Amsterdam, The Netherlands: Donut-D-Day Conference
On September 15th 2018, Donut-D-Day brought together various Dutch organizations and citizens committed to integrated systemic reforms to fight climate change, socioeconomic inequality, and unstable financial systems. The organizers used Kate Raworth‘s model of Doughnut Economics to imagine possible approaches that would balance the need for minimum standards of living for all people (the social foundation), within the environmental limits of the Earth. This day was intended to be the first encounter of longer series of meetings, aiming to connect people working on themes that are strongly linked and to facilitate their integration and collaboration.

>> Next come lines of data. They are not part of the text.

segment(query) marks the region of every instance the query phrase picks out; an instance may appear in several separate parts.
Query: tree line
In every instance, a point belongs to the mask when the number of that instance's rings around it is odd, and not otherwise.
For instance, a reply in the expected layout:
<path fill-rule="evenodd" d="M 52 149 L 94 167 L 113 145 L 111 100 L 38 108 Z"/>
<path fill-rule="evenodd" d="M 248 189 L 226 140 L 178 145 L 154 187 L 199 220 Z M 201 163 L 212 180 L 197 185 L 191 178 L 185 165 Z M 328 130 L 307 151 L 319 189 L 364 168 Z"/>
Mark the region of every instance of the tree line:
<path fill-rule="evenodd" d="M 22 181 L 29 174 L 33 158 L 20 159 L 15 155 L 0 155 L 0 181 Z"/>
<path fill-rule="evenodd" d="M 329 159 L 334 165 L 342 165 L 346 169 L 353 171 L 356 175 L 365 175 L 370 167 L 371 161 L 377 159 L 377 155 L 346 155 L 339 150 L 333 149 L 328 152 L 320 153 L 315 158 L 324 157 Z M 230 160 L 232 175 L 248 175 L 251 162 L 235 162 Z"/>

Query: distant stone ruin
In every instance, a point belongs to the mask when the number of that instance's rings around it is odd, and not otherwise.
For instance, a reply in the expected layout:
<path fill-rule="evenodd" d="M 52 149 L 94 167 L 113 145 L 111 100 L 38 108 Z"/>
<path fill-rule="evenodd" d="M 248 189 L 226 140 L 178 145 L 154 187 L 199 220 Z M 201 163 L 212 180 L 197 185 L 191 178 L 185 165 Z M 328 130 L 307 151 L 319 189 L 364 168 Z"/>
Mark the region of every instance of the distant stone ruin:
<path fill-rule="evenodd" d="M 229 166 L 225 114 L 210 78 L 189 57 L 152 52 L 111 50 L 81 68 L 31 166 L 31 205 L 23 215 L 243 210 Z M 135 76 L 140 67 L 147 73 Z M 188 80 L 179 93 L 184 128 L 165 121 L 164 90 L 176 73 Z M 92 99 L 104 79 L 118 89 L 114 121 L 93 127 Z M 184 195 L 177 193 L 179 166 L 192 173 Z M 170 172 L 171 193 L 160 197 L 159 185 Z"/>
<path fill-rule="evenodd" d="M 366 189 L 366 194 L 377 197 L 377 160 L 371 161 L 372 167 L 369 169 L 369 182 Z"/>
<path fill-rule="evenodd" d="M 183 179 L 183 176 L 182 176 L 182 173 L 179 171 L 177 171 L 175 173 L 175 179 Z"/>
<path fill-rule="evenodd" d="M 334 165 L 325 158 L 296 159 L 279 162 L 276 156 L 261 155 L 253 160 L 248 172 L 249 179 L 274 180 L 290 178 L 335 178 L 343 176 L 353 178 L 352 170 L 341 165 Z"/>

Kate Raworth was present through a prerecorded video presentation in which she emphasized how we are currently overshooting the donut on both sides, with poverty and hunger in the center of the donut, and climate change and environmental destruction on the outside of the donut. In order to eliminate human deprivation while staying within planetary boundaries, she argues we need economies that are distributive and regenerative by design. Sources of wealth creation, particularly housing & land, energy generation, enterprise ownership, money creation, and info & technology, will need to be pre-distributed. Simultaneously, we will need to work within the cycles of the living world toward a circular or cyclical economy, investing in renewables, recognizing the potentials of waste, creating systems of repair and share, and pushing for open source standards, resources, and data. She invited people to join the discussion groups on these topics on her website.
The second presenter was Harold Boven, an economist and co-initiator of the plan Courageously Forward by the Young Democrats, which is a financially covered plan for basic income that would end all poverty in the Netherlands. Harold presented data from a Dutch study (CPB, 2016) that could not find any positive results of the 6.5 billion euros invested in activating employment policy to get unemployed people into jobs. He emphasized that basic income would not lead to inflation because it is fiscally financed and does not require the introduction of extra money. According to him, a basic income of €1200/month per single adult and €300/month per child, adding €600/month per adult when sharing a household. He presented a financing mechanism to cover the 164 billion euros annual cost for such a policy, which would come from the elimination of existing welfare programs (134 billion), the introduction of lightly progressive property taxes (14 billion), environmental and energy taxes for companies (14 billion), and inheritance taxes (2 billion). Disability payments would remain untouched. Apart from the usual advantages attributed to basic income, Harold added that it is a response to the failure to the current system and dissatisfaction with the political establishment, while presenting an alternative for emerging populism.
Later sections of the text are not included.